This year, World Oral Health Day is featuring pledges to inspire the general public, policymakers, healthcare professionals and other key stakeholders to "Unite for Mouth Health". (Image: FDI)
GENEVA, Switzerland: In light of World Oral Health Day (WOHD), which is being celebrated around the world today on 20 March 2020, FDI World Dental Federation released new statistics on the willingness of parents to limit their children’s sugar intake to ensure good oral health. The global survey, which was carried out by YouGov and commissioned by FDI, showed that less than half of parents proactively limit their children’s intake of sweets, carbonated soft drinks and juice as a means of protecting their teeth.
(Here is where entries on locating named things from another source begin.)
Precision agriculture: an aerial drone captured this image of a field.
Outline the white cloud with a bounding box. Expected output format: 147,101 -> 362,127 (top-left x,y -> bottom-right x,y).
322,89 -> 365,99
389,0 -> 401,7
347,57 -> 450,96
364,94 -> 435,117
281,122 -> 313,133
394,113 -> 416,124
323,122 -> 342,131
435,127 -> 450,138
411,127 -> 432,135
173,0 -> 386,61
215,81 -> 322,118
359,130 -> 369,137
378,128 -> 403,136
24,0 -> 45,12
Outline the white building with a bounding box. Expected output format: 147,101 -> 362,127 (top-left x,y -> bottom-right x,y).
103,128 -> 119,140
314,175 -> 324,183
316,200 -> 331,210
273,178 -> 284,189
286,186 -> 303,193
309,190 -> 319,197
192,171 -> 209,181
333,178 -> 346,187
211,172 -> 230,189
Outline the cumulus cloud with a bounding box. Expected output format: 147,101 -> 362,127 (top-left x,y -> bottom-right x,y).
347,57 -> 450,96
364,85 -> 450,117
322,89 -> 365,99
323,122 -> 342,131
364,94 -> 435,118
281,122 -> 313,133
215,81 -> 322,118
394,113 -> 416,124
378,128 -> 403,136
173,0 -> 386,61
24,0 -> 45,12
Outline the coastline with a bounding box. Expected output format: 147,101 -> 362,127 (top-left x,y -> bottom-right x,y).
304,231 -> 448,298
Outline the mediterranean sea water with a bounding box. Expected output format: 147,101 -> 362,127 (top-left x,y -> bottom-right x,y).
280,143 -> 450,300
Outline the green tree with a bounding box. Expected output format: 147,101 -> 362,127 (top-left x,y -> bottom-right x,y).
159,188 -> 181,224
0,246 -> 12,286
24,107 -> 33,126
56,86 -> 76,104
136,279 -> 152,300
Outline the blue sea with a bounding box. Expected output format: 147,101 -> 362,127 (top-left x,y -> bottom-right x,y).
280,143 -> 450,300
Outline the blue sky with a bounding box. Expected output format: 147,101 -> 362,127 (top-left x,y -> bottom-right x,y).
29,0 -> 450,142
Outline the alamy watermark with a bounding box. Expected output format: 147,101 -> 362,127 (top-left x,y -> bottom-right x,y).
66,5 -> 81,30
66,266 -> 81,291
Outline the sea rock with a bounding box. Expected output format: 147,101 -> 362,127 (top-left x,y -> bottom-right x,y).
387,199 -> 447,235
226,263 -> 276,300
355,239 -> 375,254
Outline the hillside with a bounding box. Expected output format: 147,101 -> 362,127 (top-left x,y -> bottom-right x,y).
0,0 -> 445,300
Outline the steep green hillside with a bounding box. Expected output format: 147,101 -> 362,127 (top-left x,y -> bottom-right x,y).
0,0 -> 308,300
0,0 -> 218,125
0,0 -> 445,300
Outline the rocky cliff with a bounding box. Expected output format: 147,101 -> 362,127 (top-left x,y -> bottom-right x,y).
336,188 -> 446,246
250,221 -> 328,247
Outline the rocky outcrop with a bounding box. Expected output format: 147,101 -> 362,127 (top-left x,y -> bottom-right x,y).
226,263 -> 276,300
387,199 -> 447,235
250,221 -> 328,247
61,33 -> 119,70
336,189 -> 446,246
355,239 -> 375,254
The survey asked parents with children aged under 18 years whether they had ever done anything to ensure that their children had good oral health and, if they had, what their actions had been. The results indicated that less than a third of parents in the US limit their children’s sugar intake, while parents in the UK are the most proactive, just over half of these parents indicating that they restrict sugar levels. Parents in the UK were also ranked top for taking their children at least once a year for a dental check-up, whereas less than half of parents in the other nine countries did so.
“Oral disease is a big part of a largely preventable disease burden, and these survey results demonstrate that we are just not doing enough to avoid oral health problems at an early age,” said Dr Gerhard K. Seeberger, president of FDI. “The oral health profession has largely existed as a separate specialty divorced from medicine and medicine’s education system, but the intense debate around sugar over the past few years only illustrates the fallacy of working in silos. It is simply unproductive to be discussing sugary drinks and their link to the obesity epidemic without factoring in the obvious impact they have on the oral health of children,” he continued.
Oral health continues to be one of the most neglected areas of global health. The tragedy is that oral disease is a silent epidemic afflicting some 3.58 billion people—more than half the world’s population—but it is largely preventable. Oral diseases, such as dental caries, periodontal disease and oral cancer, are the most common forms of preventable non-communicable diseases and affect people throughout their lifetimes, causing pain, discomfort, disfigurement and even death. The collective failure to prevent oral disease costs the world economy some €408 million ($442 billion).
Much of the neglect is down to one main barrier: high treatment costs. Oral diseases are the fourth most expensive out-of-pocket diseases to treat. Furthermore, political impetus to change this scenario has been largely absent, owing in part to the fact that, historically, the mouth has been treated separately from the body in healthcare policy-making.